An unusual sloth sighting

Published July 02, 2010

Every morning the Aquarium's Rainforest staff takes inventory of the animals since most of them have a free range of the habitat each day. It is often a challenge to locate all three of the Rainforest sloths since they hide in the trees. On one particular morning they were conspiring  together on the back wall, which is a very rare sight! Clockwise they are;  Deb (Aquarium staff), Syd, Ivy, and Howie.
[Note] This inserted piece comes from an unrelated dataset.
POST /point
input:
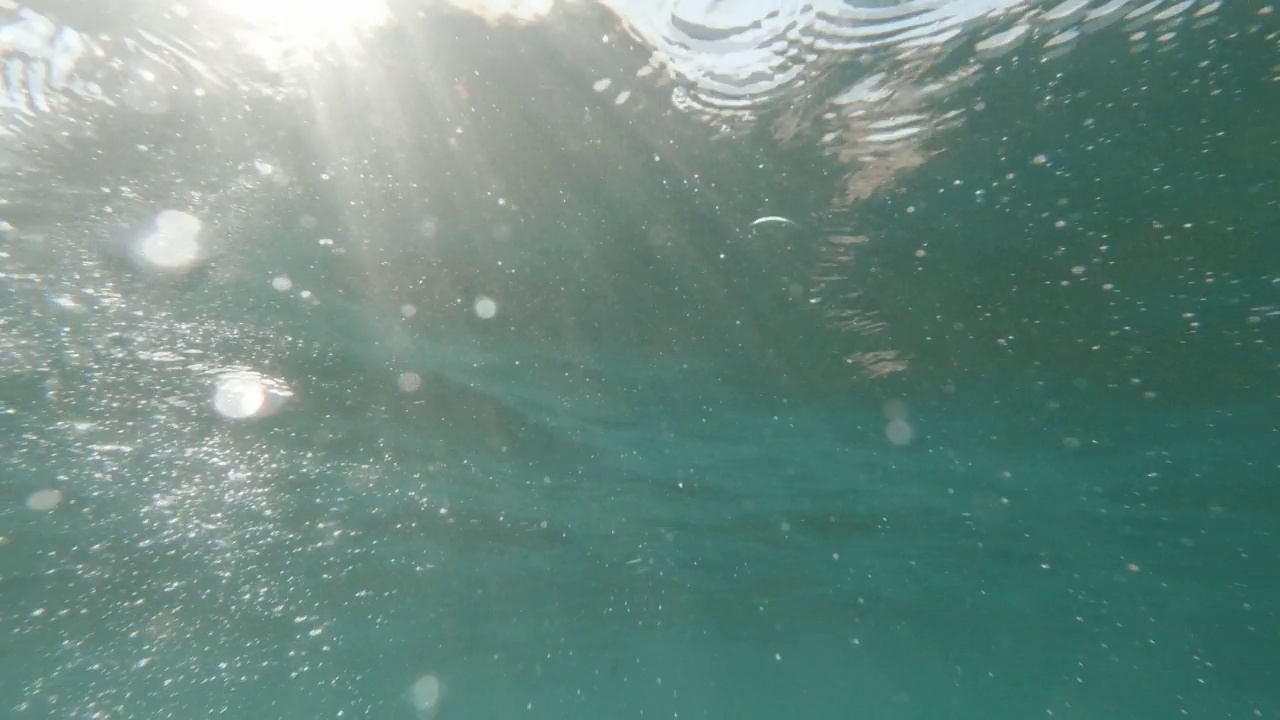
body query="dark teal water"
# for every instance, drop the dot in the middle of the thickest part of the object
(659, 481)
Hmm, what were those sloths up to?  Sloth social behaviors are poorly understood and observations of this sort assist us in developing a greater understanding of sloth biology. We know that they are generally considered solitary animals, but some species of sloths have been seen occupying the same desirable trees and sleep spots in the wild. Often our Rainforest sloths can be seen alone or near just one other, so this sighting was a very interesting observation. So, why were they? It may be that all three sloths were getting too warm in the treetops and retreated to cooler air.  It is a possibility that it was simply coincidental, and after their nightly dinner exhibit rounds they ended up together by daybreak. It may even mean that the sloths were engaging in another hoped for reproductive event! Look for Howie’s large and very sharp ‘canine-like’ premolars.  Sloths were at one time called Edentates, or toothless mammals.  Today they are correctly referred to as Xenarthrans (which is why our baby sloth has been named Xeno), a taxonomic group that also includes armadillos and anteaters.  If you look at Ivy’s feet you will notice that the hind foot has three toes/claws and the front foot has two toes/claws.  Two toed sloths are sometimes referred to as two-fingered sloths for this reason.